BBC Legends BBCL 4180-2, 70:17 (Distrib. Koch) ****:
The ensemble known as the Smetana Quartet (1945-1989) underwent various personnel transformations, but the four musicians inscribed in these two concerts from BBC Studios, London, 24 January 1969 and Queen Elizabeth Hall, London, 2 February 1975 (Dvorak A-flat Quartet) represent the most familiar, finely-meshed grouping: Jiri Novak, violin; Lubomir Kostecky, violin; Milan Skampa, viola; and Antonin Kohout, cello. The opening work, Dvorak’s String Trio or Terzetto, the composer wrote for himself to accompany two violinist friends. Despite the occasional, spare severity of the scoring, the music perks up considerably in the Scherzo section and in the colorful variants of the last movement, which in several respects recalls the last movement of Smetana‚s From My Life Quartet. Another influence would seem to be Mozart’s K. 563 Divertimento, a piece Dvorak openly admired.

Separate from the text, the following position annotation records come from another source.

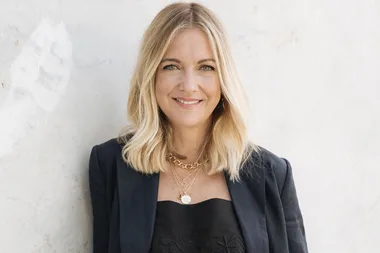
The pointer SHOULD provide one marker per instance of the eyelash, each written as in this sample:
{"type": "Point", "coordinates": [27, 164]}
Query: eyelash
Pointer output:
{"type": "Point", "coordinates": [169, 67]}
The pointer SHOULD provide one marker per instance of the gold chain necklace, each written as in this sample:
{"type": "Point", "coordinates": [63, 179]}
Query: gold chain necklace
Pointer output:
{"type": "Point", "coordinates": [186, 166]}
{"type": "Point", "coordinates": [184, 186]}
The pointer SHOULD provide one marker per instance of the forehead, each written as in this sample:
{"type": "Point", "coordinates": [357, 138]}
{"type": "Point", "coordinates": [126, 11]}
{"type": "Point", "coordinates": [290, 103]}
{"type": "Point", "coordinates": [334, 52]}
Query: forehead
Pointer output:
{"type": "Point", "coordinates": [190, 43]}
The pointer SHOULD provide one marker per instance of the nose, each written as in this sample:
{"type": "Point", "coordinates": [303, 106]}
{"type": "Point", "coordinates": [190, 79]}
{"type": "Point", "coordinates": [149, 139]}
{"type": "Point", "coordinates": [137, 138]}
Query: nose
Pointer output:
{"type": "Point", "coordinates": [188, 82]}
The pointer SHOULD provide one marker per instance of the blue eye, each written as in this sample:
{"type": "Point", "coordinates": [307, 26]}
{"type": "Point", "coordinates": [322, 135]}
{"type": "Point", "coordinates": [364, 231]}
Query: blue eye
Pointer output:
{"type": "Point", "coordinates": [170, 67]}
{"type": "Point", "coordinates": [207, 68]}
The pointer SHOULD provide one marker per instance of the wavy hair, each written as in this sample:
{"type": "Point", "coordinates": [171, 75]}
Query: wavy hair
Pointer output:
{"type": "Point", "coordinates": [148, 138]}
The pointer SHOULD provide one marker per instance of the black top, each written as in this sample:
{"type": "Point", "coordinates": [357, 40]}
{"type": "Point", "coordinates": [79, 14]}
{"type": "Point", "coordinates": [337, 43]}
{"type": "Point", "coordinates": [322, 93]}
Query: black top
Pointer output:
{"type": "Point", "coordinates": [209, 226]}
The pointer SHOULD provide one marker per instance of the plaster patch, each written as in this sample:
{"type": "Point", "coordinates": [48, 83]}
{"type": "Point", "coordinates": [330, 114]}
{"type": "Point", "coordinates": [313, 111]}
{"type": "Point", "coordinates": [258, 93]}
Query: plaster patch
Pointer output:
{"type": "Point", "coordinates": [38, 79]}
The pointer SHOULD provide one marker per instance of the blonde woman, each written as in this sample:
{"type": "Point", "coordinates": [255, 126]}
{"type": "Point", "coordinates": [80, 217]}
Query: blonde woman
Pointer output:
{"type": "Point", "coordinates": [183, 177]}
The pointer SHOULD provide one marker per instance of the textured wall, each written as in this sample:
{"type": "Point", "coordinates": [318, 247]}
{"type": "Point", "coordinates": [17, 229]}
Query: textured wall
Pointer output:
{"type": "Point", "coordinates": [310, 68]}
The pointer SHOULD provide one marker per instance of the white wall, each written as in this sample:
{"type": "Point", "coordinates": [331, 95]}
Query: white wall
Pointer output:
{"type": "Point", "coordinates": [310, 67]}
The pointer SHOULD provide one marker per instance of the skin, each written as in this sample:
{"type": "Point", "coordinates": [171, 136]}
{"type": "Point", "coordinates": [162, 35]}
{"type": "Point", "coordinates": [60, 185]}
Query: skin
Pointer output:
{"type": "Point", "coordinates": [188, 72]}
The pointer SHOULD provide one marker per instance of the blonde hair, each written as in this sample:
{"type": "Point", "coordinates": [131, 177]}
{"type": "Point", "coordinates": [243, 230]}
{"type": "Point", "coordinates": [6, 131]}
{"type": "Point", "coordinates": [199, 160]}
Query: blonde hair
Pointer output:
{"type": "Point", "coordinates": [148, 138]}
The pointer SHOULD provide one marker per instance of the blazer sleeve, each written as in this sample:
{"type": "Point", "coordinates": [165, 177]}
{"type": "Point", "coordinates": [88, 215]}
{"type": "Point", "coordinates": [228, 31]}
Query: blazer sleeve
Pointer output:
{"type": "Point", "coordinates": [293, 217]}
{"type": "Point", "coordinates": [97, 181]}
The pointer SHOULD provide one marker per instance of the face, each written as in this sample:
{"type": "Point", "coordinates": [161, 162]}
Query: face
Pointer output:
{"type": "Point", "coordinates": [187, 84]}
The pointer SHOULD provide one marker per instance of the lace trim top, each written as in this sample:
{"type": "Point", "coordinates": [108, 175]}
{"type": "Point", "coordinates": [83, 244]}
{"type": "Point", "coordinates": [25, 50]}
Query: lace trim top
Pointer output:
{"type": "Point", "coordinates": [209, 226]}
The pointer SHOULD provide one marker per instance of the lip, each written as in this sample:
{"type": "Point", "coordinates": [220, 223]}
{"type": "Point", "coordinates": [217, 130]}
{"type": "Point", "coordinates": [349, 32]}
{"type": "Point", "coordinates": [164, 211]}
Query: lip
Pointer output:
{"type": "Point", "coordinates": [188, 106]}
{"type": "Point", "coordinates": [188, 99]}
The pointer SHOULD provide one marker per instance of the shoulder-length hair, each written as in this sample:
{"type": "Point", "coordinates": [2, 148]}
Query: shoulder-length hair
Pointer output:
{"type": "Point", "coordinates": [148, 138]}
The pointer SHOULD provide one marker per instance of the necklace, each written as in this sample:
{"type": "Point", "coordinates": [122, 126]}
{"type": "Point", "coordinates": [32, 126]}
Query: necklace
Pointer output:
{"type": "Point", "coordinates": [185, 184]}
{"type": "Point", "coordinates": [186, 166]}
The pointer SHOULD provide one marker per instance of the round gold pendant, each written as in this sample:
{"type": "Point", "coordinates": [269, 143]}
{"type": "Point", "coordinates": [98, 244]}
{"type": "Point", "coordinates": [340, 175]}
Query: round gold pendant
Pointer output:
{"type": "Point", "coordinates": [185, 199]}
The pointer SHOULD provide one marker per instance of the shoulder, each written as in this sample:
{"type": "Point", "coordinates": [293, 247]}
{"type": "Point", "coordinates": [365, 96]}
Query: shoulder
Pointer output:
{"type": "Point", "coordinates": [264, 163]}
{"type": "Point", "coordinates": [107, 153]}
{"type": "Point", "coordinates": [108, 148]}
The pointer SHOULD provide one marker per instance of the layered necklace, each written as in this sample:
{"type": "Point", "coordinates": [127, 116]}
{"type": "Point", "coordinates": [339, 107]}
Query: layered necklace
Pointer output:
{"type": "Point", "coordinates": [184, 184]}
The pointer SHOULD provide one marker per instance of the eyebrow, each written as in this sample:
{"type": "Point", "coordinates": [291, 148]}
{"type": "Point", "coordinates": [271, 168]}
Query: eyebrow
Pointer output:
{"type": "Point", "coordinates": [178, 61]}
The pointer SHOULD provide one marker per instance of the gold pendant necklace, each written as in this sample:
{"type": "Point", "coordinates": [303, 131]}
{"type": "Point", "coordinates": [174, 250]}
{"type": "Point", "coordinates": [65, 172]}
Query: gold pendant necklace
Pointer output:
{"type": "Point", "coordinates": [185, 186]}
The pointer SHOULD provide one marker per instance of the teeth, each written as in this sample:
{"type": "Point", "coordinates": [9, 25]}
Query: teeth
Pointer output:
{"type": "Point", "coordinates": [187, 102]}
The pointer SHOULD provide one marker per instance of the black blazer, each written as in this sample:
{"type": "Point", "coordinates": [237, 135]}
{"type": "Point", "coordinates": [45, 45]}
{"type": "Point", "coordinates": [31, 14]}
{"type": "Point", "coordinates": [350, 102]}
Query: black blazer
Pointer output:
{"type": "Point", "coordinates": [124, 204]}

Violinist Jiri Novak served as concertmaster for conductor Vaclav Talich’s Czech Chamber Orchestra, and so he was well acquainted with the Janacek style. Having Janacek scholar Milan Skampa on viola meant that every annotated detail had been verified, especially those passages of the Janacek’s First Quartet that owe dramatic debts to Tolstoy’s novella The Kreutzer Sonata, with its premise that Beethoven’s famous duo is ineluctably linked to fatal passions. A hothouse-fever mentality permeates the entire work, but especially its second movement whose middle section–Energico e appassionato–sends decisive chills through its ambling polka shaken by powerful tremolandi and obsessive repeated patterns. An angst close to Bartok’s heart saturates the Con moto section. High, screeching or plaintive trills, a sudden sawing from the strings, and then bleak, serpentine melodies. The last movement has first violin concertante, declaiming against whirling figures and an equally painful melody in the cello. The brew boils before us in expressionistic frenzy, a musical equivalent of Munch’s The Scream. At the last note, a moved but disturbed audience applauds tentatively.
No such anxieties bother the perfect inscription of Dvorak’s A-flat Quartet, whose rapt beauties were first revealed to me via the Prague Quartet‚s splendid record for DGG. The Smetana Quartet is more rustic in sound than the polished Prague ensemble, extending Dvorak’s quartet style out of the Haydn (and Schubert) tradition. Like all of Dvorak’s late compositions, the structural elements unfold seamlessly, and we are in the throes of the development section before we know what hit us. The dappled light of the Scherzo (Molto vivace) many times provided the Smetana’s standard encore piece. Cellist Kohout’s bass line is a lush anchor while Novak’s violin sails into the musical ether. We can hear distinct textural references from The Golden Spinning Wheel. A wintry chill crosses the sweet melodic terrain of the Lento e molto cantabile, bittersweet moment from the master. Kohout’s deep resonance opens the elastic Allegro non tanto, a fiery village dance obligated to Breughel and to Beethoven at once. Mounted on epic, symphonic scale, rife with polyphony as well as Bohemian lyricism, the movement conveys that once-upon-a-time sentiment rampant in Dvorak‚s mature craft. The whirlwind coda sweeps the British audience away, a tumult of well-earned approbation.